We study NDE’s for profit, not entertainment. We will one day be asked a profound question, “What did you do with your life?”. We may prepare our good answer at any stage of our life, and in any circumstances.
Our best answer of course is to speak of our unconditional love in every circumstance. This love is for every person (including ourselves), and every virtue. This love requires practical and even heroic commitment. It may cost our life, our job, our friends, but so much more the profit.
But why unconditional love? Because that’s what God is, and we are to be rejoined to God. We cannot observe God or love in its entirety, it would be a case of the part attempting to understand the whole. We may however attempt to define love, or God. This imperfect definition of God or love is ‘commitment’.
We may love our spouse, our auto collection, our cable channel. But what does God love? God’s perfect love, loves God…what else. God’s commitment to God sounds a bit selfish at first, but consider that God seeks to include all that is not God into himself. God goes so far as to make our sin into his own virtue, that’s what remediation is. This is how we rejoin Christ, he takes on our sin, and by moral mediation, makes our sin into his virtue, the result is our union with God. Everybody wins. In doing this, God increases dimensions of his love, and all creation benefits.
As the ongoing Christ on earth, we are called to this same unconditional love. How many times do we, who are the body of Christ — the current Christ — fail to remediate the evil we encounter. So often we propagate it, or even expand it. One incident in a thousand requires police action, the others may be 76
remediated with “excuse me”, “you first”, or simply to ignore it and add a silent prayer. If everybody did this, poverty would be eliminated and nuclear weapons would rust away unused and unwanted.

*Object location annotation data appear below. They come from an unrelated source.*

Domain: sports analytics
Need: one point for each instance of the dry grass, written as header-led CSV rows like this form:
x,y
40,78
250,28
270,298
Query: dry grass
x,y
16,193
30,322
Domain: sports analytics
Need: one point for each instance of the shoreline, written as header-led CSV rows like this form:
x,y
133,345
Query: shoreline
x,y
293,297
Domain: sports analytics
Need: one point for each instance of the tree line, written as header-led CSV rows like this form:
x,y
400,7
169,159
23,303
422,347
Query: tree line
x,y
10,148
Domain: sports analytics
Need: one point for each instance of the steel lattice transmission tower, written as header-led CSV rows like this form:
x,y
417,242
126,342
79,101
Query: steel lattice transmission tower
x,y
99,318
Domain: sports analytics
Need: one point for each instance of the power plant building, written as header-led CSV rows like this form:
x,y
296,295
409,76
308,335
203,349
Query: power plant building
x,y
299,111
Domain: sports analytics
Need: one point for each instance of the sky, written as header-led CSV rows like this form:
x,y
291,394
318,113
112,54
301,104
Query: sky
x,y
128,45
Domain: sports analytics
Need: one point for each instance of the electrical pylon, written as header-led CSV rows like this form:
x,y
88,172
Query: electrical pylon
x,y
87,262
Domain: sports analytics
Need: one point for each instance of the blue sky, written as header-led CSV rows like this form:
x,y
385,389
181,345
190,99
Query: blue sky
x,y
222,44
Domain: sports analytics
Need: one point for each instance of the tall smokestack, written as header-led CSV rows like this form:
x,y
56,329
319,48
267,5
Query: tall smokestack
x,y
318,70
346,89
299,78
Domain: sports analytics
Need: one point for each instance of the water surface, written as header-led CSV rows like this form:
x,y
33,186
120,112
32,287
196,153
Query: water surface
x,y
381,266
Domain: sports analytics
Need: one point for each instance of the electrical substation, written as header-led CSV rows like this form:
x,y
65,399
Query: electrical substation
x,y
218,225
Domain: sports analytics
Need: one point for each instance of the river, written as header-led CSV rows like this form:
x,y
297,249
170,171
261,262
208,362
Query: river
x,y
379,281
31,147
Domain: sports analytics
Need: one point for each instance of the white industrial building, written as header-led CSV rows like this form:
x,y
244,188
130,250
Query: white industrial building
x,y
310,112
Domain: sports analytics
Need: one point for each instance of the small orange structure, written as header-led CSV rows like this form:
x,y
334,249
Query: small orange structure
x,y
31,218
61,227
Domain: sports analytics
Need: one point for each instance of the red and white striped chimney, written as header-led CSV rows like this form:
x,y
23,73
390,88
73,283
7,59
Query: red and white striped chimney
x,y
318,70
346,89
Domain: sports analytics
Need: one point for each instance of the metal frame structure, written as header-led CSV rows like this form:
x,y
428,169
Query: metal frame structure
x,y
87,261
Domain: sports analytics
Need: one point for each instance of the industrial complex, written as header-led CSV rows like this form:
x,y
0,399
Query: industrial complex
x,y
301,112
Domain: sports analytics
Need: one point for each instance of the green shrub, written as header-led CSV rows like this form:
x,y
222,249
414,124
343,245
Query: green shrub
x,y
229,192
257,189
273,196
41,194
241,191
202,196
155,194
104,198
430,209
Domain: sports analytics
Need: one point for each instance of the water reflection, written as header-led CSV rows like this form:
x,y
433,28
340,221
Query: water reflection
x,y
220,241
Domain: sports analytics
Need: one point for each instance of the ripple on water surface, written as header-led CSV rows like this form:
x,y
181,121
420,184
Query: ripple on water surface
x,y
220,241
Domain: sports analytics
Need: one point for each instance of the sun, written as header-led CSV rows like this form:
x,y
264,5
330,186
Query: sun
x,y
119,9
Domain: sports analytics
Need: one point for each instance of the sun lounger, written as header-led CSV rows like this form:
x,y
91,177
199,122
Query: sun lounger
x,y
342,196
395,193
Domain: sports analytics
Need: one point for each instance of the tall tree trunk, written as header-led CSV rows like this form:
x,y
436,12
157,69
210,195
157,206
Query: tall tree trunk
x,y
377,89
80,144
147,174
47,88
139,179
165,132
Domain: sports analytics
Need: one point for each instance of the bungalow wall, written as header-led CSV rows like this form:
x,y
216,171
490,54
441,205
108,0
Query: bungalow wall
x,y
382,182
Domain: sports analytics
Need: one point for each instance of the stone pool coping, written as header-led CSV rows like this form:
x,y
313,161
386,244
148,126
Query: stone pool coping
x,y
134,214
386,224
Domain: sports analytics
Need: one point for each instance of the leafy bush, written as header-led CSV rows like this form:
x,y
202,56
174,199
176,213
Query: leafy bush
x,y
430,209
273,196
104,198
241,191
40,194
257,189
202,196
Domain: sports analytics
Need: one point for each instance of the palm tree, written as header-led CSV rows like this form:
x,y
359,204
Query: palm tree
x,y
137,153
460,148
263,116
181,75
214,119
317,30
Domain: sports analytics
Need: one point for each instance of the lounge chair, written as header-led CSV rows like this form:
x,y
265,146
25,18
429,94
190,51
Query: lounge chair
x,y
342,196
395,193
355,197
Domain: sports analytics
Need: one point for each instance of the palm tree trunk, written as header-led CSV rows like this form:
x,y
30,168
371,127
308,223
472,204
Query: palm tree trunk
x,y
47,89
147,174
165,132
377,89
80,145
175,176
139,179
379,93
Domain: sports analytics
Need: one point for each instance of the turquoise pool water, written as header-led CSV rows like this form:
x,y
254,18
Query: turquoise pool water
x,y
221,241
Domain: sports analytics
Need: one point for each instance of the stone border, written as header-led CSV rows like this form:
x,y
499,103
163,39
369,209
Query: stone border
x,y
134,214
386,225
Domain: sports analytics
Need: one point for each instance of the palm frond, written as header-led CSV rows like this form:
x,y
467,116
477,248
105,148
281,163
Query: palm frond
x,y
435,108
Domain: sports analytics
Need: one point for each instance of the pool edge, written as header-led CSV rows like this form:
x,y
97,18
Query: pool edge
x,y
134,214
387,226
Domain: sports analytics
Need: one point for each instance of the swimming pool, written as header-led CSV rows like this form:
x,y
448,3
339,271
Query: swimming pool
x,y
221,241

What would happen if everyone loved unconditionally?
Salvation for everybody, Purgatory for no one, and end to war, poverty and disease, and Christ would move up the date of his second coming to earth, (Rev 21: 1-4).
Let us recall how sin and moral remediation works. In a properly formed action we give due regard to God, self and others. A corrupted action is one that is lacking or misproportioned in one or more of these requirements. Sin is usually misproportioned toward self, and under proportioned or completely lacking in its regard to God.

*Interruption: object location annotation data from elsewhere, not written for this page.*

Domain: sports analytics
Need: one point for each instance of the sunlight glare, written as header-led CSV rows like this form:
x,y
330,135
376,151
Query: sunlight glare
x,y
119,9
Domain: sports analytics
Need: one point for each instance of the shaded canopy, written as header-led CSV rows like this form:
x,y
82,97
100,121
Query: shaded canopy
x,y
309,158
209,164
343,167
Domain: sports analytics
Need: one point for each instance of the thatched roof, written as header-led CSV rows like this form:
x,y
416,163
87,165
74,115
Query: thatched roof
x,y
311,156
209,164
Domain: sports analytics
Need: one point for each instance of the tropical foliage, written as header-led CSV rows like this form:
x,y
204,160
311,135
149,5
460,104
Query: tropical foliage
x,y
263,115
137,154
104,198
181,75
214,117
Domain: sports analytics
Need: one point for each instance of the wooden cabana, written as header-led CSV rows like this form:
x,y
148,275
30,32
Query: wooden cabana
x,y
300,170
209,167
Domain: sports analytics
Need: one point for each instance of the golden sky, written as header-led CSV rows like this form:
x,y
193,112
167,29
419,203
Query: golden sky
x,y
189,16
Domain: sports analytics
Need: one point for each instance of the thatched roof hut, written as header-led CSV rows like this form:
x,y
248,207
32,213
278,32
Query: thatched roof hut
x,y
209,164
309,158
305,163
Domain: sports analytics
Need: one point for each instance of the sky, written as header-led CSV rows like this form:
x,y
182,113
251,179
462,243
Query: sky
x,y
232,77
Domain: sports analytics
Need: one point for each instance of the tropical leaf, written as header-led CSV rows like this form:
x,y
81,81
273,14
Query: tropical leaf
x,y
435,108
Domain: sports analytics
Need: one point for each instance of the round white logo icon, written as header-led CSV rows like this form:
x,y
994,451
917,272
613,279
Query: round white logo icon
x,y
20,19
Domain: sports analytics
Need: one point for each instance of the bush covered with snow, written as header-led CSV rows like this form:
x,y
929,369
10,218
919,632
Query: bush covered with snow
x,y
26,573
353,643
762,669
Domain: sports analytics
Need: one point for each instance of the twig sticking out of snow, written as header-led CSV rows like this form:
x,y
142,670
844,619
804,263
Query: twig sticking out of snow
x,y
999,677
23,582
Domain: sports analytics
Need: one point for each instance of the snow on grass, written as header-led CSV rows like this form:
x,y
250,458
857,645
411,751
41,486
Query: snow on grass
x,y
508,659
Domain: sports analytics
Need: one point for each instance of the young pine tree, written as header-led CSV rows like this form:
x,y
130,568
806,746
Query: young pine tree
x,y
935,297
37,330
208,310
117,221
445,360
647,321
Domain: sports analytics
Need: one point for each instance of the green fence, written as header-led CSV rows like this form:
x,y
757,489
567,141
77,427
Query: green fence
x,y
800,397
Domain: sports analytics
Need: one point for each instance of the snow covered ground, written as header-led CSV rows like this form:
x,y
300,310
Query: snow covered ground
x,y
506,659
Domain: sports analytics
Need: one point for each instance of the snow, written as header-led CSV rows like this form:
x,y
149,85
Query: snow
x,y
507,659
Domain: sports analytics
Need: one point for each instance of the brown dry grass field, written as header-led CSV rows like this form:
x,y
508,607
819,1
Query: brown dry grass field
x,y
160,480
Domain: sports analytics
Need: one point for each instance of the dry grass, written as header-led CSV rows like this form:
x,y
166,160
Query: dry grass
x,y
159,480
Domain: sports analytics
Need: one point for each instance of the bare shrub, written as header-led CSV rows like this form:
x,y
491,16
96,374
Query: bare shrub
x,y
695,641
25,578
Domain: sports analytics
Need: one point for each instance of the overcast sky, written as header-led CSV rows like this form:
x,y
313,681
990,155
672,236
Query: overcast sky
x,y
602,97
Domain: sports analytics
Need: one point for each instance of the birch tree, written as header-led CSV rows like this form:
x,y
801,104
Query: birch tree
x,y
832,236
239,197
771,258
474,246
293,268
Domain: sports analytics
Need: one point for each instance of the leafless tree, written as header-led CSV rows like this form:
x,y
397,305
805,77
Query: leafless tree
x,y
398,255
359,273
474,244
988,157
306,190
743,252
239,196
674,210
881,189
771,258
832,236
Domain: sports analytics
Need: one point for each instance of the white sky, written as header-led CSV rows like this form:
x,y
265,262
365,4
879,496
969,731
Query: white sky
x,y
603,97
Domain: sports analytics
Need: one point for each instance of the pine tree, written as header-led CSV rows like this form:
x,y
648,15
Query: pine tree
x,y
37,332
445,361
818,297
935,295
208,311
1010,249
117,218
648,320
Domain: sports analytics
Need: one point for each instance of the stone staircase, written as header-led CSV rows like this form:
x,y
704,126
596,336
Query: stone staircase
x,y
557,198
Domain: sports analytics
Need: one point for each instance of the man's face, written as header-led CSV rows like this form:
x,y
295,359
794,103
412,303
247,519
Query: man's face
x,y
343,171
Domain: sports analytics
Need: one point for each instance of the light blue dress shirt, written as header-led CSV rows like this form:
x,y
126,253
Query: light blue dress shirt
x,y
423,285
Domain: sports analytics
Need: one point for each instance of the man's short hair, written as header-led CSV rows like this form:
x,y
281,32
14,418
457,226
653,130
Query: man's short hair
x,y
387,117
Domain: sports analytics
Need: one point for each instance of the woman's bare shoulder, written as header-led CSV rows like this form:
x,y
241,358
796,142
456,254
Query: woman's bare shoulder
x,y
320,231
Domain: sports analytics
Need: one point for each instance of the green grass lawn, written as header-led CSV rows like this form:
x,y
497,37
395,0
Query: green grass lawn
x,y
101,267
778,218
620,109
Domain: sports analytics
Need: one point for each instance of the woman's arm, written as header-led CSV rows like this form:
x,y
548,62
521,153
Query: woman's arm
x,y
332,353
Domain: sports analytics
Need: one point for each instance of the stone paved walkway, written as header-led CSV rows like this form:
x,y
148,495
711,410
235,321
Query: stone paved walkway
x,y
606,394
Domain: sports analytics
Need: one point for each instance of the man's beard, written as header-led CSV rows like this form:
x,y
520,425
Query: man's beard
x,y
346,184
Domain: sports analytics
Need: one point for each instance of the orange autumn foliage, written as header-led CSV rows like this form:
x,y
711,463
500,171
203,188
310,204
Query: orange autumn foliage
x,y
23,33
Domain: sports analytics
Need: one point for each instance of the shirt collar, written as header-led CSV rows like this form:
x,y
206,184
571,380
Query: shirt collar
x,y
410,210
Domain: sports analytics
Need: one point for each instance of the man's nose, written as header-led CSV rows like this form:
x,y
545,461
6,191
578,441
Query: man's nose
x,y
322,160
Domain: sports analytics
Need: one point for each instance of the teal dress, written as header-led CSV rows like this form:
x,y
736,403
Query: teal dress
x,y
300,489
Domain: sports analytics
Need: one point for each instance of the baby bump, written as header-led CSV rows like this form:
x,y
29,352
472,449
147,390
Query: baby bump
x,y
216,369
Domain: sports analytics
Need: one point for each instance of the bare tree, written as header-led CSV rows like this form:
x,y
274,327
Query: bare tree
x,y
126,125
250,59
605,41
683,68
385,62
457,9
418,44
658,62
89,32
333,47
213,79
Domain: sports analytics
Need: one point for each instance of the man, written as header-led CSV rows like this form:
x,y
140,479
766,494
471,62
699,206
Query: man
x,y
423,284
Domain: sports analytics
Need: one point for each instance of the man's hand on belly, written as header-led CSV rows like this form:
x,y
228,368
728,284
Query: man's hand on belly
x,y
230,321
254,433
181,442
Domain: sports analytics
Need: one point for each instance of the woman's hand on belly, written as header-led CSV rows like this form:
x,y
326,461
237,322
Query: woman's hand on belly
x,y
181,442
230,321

Once this corrupted virtue exists in our world, it is usually propagated or even increased in its deformity. When we are criticized we all too often pass it along. A child growing up in a criticizing, yelling, swearing, selfish environment would be expected to learn and pass on these disorders.
Jesus takes on these disorders and by moral effort, remediates them into virtue; he blesses when cursed, pardons when struck, prays when cheated. That’s how Jesus (and the entire body of Christ) saves us. Jesus accepts our sin, rather than deflecting or propagating it. By moral effort he makes our sin into his virtue. In this process our failings are made into Christ’s own virtue and person.
The original plan was one step simpler. With no sin to remediate, Jesus Christ would take our virtue into his own virtue.
We would retain all our human traits, but we would gain inclusion into the divine nature of Christ, (2Pet 1:4, CCC 398).
Jesus needs the “Ongoing Christ on Earth” (that’s us) to continue his work. All those in Heaven have no contact with sin, 77
and may no longer take on sin for remediation. Proactive faith, hope and love are their action, and it helps us on earth. The Eucharist has an ongoing remediation value, but we observe that disorder is still widespread. We are the ongoing Christ on earth, and we have daily contact with sin, if we were to remediate it into virtue, all the disorder in our world would soon be loved out of existence.
Part of total love is commitment to the teachings and commandments of Christ, (If you love me, keep my commandments, Jn 14:15). Recall that Christ is not only a human face, but eternal elements of virtue. This and the sacraments make the Catholic Church the most effective tool in our efforts to deepen our life as the body of Christ. NDE’s expand current teaching on Christ and give great inspiration to us in our efforts.
Mohammad Z. took unconditional love to a heroic level, and it cost him virtually no effort.55 As a boy he dumped some water, and made the effort to do it on a nearby tree. At his NDE
life review this small event was greatly applauded.HHH That’s unconditional love — easy, hard; big, small; thought, action.
In Mohammad’s efforts, the vital part of love is the subject making the love (himself), and not the object receiving the love. The vital element was that Mohammad gave love to the least of creation. During his life review, the court of Heaven applauded this small act as one of his greatest acts of love…and why not, all of creation benefited, starting with Mohammad.